A Villa Glori la nuova casa famiglia della Caritas “Don Di Liegro”
ROMA – E’ stata inaugurata questa mattina a Roma la nuova casa famiglia “Don Luigi Di LIegro”, voluta dalla Caritas di Roma per accogliere persone malate di Aids. Ad aprire ufficialmente la struttura, nel nuovo padiglione della ex colonia Marchiafaa a Villa Glori, è intervenuto il cardinale Agostino Vallini, vicario del Papa per la Diocesi di Roma. “Un raggio di sole – l’ha definita - una fonte di luce, per la Chiesa di Roma e la città di Roma, nata dal grande cuore sacerdotale di don Luigi Di Liegro. Fin dalla loro fondazione, le case di Villa Glori sono state il segno per affermare un’altra umanità, che si contrappone a quella dell’ ‘uomo contro uomo’, dell’ingiustizia. Una struttura che recupera alla salute i suoi ospiti e che, soprattutto, recupera una visione di mondo”.
Presente anche il direttore della Caritas, Enrico Feroci, che ha spiegato: “L’intuizione evangelica che spinse don Luigi Di Liegro 25 anni fa a rivolgere la sua attenzione alle persone malate di Aids è stato come il piccolo seme di cui parla il Vangelo, e che la Chiesa di Roma ha saputo innaffiare e far crescere, un seme che è diventato un albero, un rifugio per molti, un albero che ha esteso i suoi rami e le sue radici nel territorio e nella storia della città, e questo grazie anche all’impegno e alla collaborazione con le istituzioni”. Feroci ha inoltre presentato il progetto “Casa del sollievo” per malati di Alzheimer, che la Caritas di Roma attiverà nella villa dei Parioli, in collaborazione con il municipio II e con la fondazione “Wanda”. Un luogo di accoglienza e di tutela, racchiuso in uno spazio verde, che vuole prima di tutto significare il valore e la dignità della persona a prescindere dal deterioramento fisico e psichico, ed essere concretamente una risorsa di supporto per le famiglie e per il un contesto territoriale.
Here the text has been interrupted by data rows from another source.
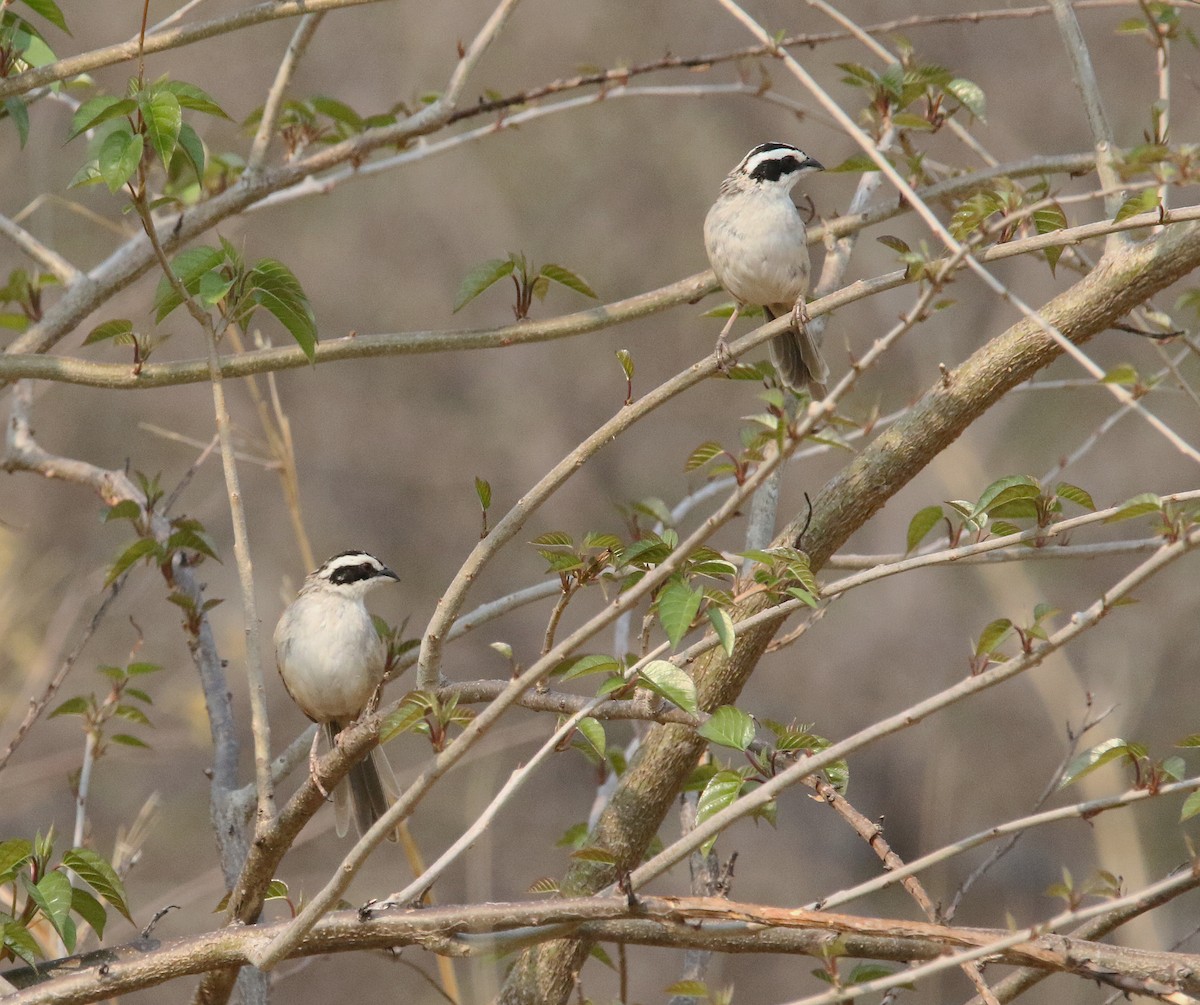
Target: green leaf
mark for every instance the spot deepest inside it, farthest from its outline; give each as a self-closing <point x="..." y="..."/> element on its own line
<point x="687" y="990"/>
<point x="993" y="636"/>
<point x="723" y="625"/>
<point x="213" y="288"/>
<point x="125" y="510"/>
<point x="702" y="455"/>
<point x="189" y="266"/>
<point x="1138" y="506"/>
<point x="48" y="10"/>
<point x="53" y="896"/>
<point x="89" y="909"/>
<point x="678" y="606"/>
<point x="100" y="876"/>
<point x="193" y="97"/>
<point x="109" y="330"/>
<point x="479" y="278"/>
<point x="729" y="727"/>
<point x="97" y="110"/>
<point x="581" y="666"/>
<point x="484" y="491"/>
<point x="565" y="277"/>
<point x="1144" y="202"/>
<point x="280" y="293"/>
<point x="671" y="682"/>
<point x="144" y="547"/>
<point x="1073" y="493"/>
<point x="13" y="854"/>
<point x="191" y="146"/>
<point x="970" y="95"/>
<point x="18" y="112"/>
<point x="21" y="943"/>
<point x="1098" y="756"/>
<point x="720" y="792"/>
<point x="594" y="854"/>
<point x="593" y="734"/>
<point x="119" y="157"/>
<point x="77" y="705"/>
<point x="922" y="523"/>
<point x="1006" y="491"/>
<point x="1048" y="220"/>
<point x="163" y="116"/>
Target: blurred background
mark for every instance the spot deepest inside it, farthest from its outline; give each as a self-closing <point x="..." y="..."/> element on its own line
<point x="388" y="451"/>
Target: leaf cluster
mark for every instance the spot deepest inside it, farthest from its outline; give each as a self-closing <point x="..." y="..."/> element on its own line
<point x="23" y="47"/>
<point x="136" y="130"/>
<point x="123" y="700"/>
<point x="528" y="280"/>
<point x="219" y="277"/>
<point x="43" y="892"/>
<point x="1011" y="498"/>
<point x="186" y="537"/>
<point x="912" y="95"/>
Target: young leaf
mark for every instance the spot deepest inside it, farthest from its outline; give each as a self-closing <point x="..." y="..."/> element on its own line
<point x="593" y="734"/>
<point x="678" y="605"/>
<point x="1101" y="754"/>
<point x="143" y="547"/>
<point x="671" y="682"/>
<point x="119" y="157"/>
<point x="479" y="278"/>
<point x="1144" y="202"/>
<point x="721" y="789"/>
<point x="565" y="277"/>
<point x="100" y="876"/>
<point x="162" y="115"/>
<point x="922" y="523"/>
<point x="109" y="330"/>
<point x="280" y="293"/>
<point x="970" y="95"/>
<point x="484" y="491"/>
<point x="193" y="97"/>
<point x="190" y="266"/>
<point x="729" y="727"/>
<point x="723" y="625"/>
<point x="99" y="109"/>
<point x="581" y="666"/>
<point x="993" y="636"/>
<point x="702" y="455"/>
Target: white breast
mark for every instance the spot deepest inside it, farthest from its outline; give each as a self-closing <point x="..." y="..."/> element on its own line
<point x="756" y="245"/>
<point x="330" y="656"/>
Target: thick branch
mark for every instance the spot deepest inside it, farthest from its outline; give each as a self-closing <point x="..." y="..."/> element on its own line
<point x="648" y="788"/>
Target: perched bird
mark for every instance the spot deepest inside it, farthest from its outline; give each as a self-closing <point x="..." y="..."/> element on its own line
<point x="757" y="246"/>
<point x="333" y="660"/>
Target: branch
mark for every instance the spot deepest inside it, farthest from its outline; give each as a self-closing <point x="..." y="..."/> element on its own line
<point x="1090" y="91"/>
<point x="696" y="922"/>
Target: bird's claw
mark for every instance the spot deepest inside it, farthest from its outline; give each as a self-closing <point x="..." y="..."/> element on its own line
<point x="725" y="359"/>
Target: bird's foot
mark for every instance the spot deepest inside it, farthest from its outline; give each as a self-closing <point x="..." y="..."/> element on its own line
<point x="312" y="768"/>
<point x="801" y="316"/>
<point x="725" y="359"/>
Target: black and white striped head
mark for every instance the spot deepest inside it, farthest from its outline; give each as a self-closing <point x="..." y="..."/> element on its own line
<point x="349" y="573"/>
<point x="771" y="166"/>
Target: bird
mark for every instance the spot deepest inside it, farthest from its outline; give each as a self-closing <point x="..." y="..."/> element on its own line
<point x="333" y="660"/>
<point x="757" y="246"/>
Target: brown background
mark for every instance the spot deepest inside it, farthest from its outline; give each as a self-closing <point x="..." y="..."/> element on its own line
<point x="388" y="451"/>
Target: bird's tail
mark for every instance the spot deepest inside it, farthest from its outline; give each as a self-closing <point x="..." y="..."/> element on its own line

La prima struttura di accoglienza per malati di Aids in Italia è stata aperta da don Luigi Di Liegro nel dicembre del 1988, quando la diffusione del virus era ancora agli inizi e tante persone, le più povere, morivano per strada o abbandonate in un letto di ospedale. La Caritas, pur scontrandosi con la diffidenza e la paura, riuscì nel suo intento: aprire una casa famiglia sulla collina di Villa Glori, nel quartiere Parioli, per accogliere dignitosamente i malati senza dimora. Nel tempo le Case di Accoglienza sono diventate tre – “Villa Glori”, “Don Orione” e “Il Varco” - e oggi ospitano complessivamente 27 malati di Aids conclamato di cui 19 uomini e 8 donne.
box “Negli anni – ha spiegato monsignor Enrico Feroci - la struttura che ospitava la Casa famiglia “Il Varco” non risultava più essere idonea all’accoglienza in quanto sempre più carenti le norme di abitabilità continuativa. Pertanto, si è reso indispensabile un piano di intervento per il trasferimento degli ospiti che si è poi concretizzato con la ristrutturazione di un vecchio padiglione adiacente la Casa, in stato di abbandono, che originariamente costituiva la sede del primo centro accoglienza malati Aids. I lavori sono stati resi possibili soprattutto grazie alla sensibilità e al generoso contributo di privati nonché a iniziative di raccolta fondi specifiche”.
Nel luglio 2013 è stato avviato il cantiere dei lavori conclusosi a giugno 2014. La riqualificazione e riorganizzazione degli spazi ha permesso la creazione del nuovo centro: Casa famiglia “Don Luigi Di Liegro”, che offrirà agli ospiti un miglioramento e un potenziamento dei servizi.